游青芜紧紧的抓着樊雾的手,摇摇头看着樊雾。
樊雾皱着眉,“你这样——”
看着游青芜快要哭了,樊雾也只能无奈摇头,说:“你放开我,我找人把你脚上的锁链打开。”
游青芜还是摇摇头,一句话也不说,抓着樊雾的手都已经白了,樊雾感受着手上的刺痛,知道游青芜这是害怕樊繆云因为他跑出来而惩罚他。
于是他说:“别害怕我,我不找大哥,我去找药箱给你上药。”
听见樊雾的保证,游青芜这才放开樊雾,因为樊雾的原因,房间里常年放着药箱,樊雾在柜子的角落找到药箱。
游青芜的视线一直放在樊雾的身上,樊雾把人拉到床上,然后单膝跪地为游青芜上药,游青芜看见他的动作,惊慌的把脚拿来,说:“老公,不用麻烦了,我自己来吧。”
樊雾强硬的抓着他的脚腕说:“别动。”
瞬间游青芜就老实不动了,感受着脚腕上的刺痛,他忍不住缩了缩,游青芜脚上的伤比樊雾想的要更加严重。
樊雾的动作顿了顿,眼神严肃的说:“你这伤必须要看医生。
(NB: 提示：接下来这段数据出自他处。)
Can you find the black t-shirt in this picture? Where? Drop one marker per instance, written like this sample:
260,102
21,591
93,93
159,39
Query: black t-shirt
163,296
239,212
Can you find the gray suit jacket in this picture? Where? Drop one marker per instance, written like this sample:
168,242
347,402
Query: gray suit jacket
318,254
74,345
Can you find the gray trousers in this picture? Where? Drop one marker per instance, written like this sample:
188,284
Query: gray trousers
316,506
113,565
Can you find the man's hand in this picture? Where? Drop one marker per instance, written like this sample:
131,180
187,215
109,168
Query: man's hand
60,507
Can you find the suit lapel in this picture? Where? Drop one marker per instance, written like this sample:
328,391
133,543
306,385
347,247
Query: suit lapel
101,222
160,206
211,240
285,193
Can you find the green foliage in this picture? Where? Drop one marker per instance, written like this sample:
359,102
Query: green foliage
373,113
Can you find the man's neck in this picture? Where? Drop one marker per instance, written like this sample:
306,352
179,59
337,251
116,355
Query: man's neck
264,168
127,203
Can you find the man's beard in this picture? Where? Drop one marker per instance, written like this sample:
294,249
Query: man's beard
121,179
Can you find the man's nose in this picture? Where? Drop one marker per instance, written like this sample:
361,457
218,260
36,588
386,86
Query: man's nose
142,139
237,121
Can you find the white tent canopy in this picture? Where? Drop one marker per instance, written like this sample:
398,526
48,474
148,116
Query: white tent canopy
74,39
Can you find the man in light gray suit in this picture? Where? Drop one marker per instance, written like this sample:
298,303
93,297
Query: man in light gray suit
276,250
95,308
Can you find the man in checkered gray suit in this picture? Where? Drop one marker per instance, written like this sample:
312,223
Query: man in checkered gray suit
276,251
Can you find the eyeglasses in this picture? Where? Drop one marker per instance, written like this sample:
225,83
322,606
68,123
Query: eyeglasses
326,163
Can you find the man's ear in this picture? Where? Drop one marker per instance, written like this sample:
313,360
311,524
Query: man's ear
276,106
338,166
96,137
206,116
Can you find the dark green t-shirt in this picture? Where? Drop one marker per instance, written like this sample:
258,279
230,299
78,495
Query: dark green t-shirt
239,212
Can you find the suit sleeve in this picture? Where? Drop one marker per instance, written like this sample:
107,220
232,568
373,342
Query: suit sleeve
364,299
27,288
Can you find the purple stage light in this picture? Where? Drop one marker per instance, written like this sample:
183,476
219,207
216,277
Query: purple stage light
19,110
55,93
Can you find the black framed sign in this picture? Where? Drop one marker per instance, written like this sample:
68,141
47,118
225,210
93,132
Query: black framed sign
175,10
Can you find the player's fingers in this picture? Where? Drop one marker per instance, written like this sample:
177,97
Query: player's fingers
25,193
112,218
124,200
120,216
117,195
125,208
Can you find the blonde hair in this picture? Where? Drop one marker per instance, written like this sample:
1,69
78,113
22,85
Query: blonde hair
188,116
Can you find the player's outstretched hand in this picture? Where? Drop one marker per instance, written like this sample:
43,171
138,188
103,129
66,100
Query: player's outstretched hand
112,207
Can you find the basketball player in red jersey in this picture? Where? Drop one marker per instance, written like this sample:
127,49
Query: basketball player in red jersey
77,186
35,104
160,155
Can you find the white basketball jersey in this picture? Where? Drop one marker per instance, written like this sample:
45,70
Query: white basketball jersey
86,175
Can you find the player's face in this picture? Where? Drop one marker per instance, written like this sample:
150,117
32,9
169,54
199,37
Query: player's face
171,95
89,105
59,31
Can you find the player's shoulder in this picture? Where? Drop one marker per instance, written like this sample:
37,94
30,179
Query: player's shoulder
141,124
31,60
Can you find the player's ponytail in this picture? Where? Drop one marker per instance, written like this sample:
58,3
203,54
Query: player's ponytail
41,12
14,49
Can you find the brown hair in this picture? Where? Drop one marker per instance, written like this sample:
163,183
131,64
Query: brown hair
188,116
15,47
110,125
”
游青芜摇头,他不能看医生,樊繆云本就看他不顺眼,要是知道他大半夜来找樊雾肯定不会放过他的,到时候就麻烦了,比起脚上的伤,他现在更想问白天樊雾带回来的那个人。
还没等他开口,樊雾就站起身,转身就要离开,游青芜以为樊雾是嫌弃他,赶紧拉着樊雾,这会樊雾可不惯着他。
挣脱他的手就打开了房门,转身离开,他叫住一个佣人说:“去叫医生过来。”
佣人恭敬的说:“是,二少爷。”
不一会,管家敲响了樊繆云的书房门,得到应答走进来说,“大少爷,二少爷叫了医生,还有就是游小姐不见了。”
樊繆云的眼神一暗,该死的,这样也拴不住游青芜那个疯子,说:“不用叫医生了,我们过去看看。”
“是。”
管家离开之后,樊繆云看向一旁的阮星笛。